是小伊默！ :jcdragon-pet2:  :jcdragon-mos:  :jcdragon-crazy: 
耶耶更新了～！（請不要理會以上的表情符號
好我看完了！真的改好多！我以為犬良要打狼王的說……不過這樣也沒關係，還是很好看～
對了我覺得有些地方的獸稱有混淆，你自己確認一下喔(就是盒子、籃子、你、我之類的)

嗚哇大家都好認真更小說OAO
我也要加油！

然後我看到盒子咬籃子的地方的時後，我腦中立刻浮現一個畫面
WT我是在想什麼

----------


## 伊默兒/野魂

to 上弦月
我無言了 :jcdragon-idle: 
原來狐狸盒子長這樣啊
我也是要加油的獸呢
一起切磋真的有那種few~

這次真的有點拖稿了ww
看到大家都有不錯的成績
又可以和各位交流
野仔就好開心又好傷心(?)
最近倒是
畫不好來，寫不出來，談不起來
覺得好沮喪 :jcdragon-lines: 
野仔正處於黑歷史期
不過呢...
耶耶耶耶耶!!!!(180度大轉變)
第十章了!破十了!好高興喔! :jcdragon-music: 
原本一章就要把去南部結束掉的說
不過決定改成分兩章型式了啦~
耶耶耶耶耶!!!! :jcdragon-crazy: 

---------------
　　「什麼？

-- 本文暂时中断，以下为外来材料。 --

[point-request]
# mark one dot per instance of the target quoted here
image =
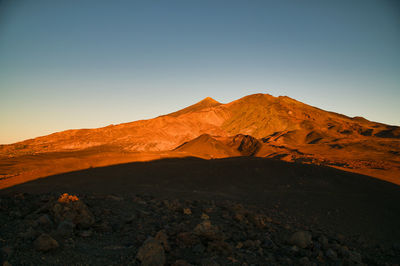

」犬良不可置信地大吼。

　　我和他待在位於較深處的狐狸洞先整理東西，還要歇宿一晚。

　　而我又把整件事情一五一十的說出來。

　　我盯著他惱怒地來回踱步，不時抬頭「唉唉啊啊」的怪叫。

　　最後朝我哀怨：「你為什麼不早點告訴我？這樣我也可以學寫人的文字，還可以聽懂狐狸語！」

　　原來是氣這個……

　　「對了，」他把頭轉過來，「妳說妳退出了狼群，那我跟上來不就表示……」

　　「妳等我一會！」他迅速衝出洞外，留下一臉困惑的我。

　　我只好獨自把雜七雜八的玩意分裝在幾個盒子給我的麻布袋中。

　　時間一分一秒的過去，白天也逐漸降下夜幕，犬良卻還沒回來。

　　說不定他不來了。我有些失望地想。但隨即又提醒自己，我的本意不是找狼來一起旅行。

　　當我在胡思亂想的時候，聽到遠處有陣抗拒的尖叫。

　　「你想幹嘛？」是母狼的聲音，而且十分耳熟。「這其實是綁架吧？少跟我來一套是旅遊什麼的！」

　　「都說是一趟旅行了，妳那麼想當成被綁架者就隨妳吧！」犬良不耐煩地吼。

　　我好奇地望著犬良再度穿出通道，進入堆放雜物的狐狸洞，他押著一母灰狼，是黛蜜！

　　「沒事抓她做什麼？」我不解地問。

　　「好哇！連妳也認為我強行綁架她！」他氣惱地鼓起腮幫子。「我既然要跟妳去，總不可能獨自讓暗嚎他們認為我失蹤了，所以我找來黛蜜，讓毛掌也發現她憑空消失，如此產生矛盾……」

　　「然後讓他們再打一次架？你瘋啦？」我反駁道。

　　「才不！」犬良解釋：「他們一發現成員不見，勢必會再碰面一次，說不定就會發現事情不對勁，然後他們就會坐下來好好思考。」

　　「原來是這樣！」我裝模作樣地點頭，接著呸口罵道：「風險太大！」

　　「但我都把黛蜜綁架……不不不，是帶過來了，放她走不就是走漏風聲嗎？」

　　「噢，隨便！」我轉身過來，叼起另一個麻布袋就要裝黛蜜的行李。

　　其實我心裡真是哭笑不得呢！再加一個夥伴，不知是負擔還是助手？

　　在一旁觀望的她突然說：「所以我可以走了吧？」

　　「不，妳給我過來。」我喝道。「幫我把這邊清掃一下，我們還得先睡一覺。」

　　黛蜜難免犯嘀咕，但她還是照幫忙。

　　我準備了三個麻布袋，做為我們的主要背包；和另外兩個較小的袋子，負責裝必須快速拿出的小東西，像是藥品。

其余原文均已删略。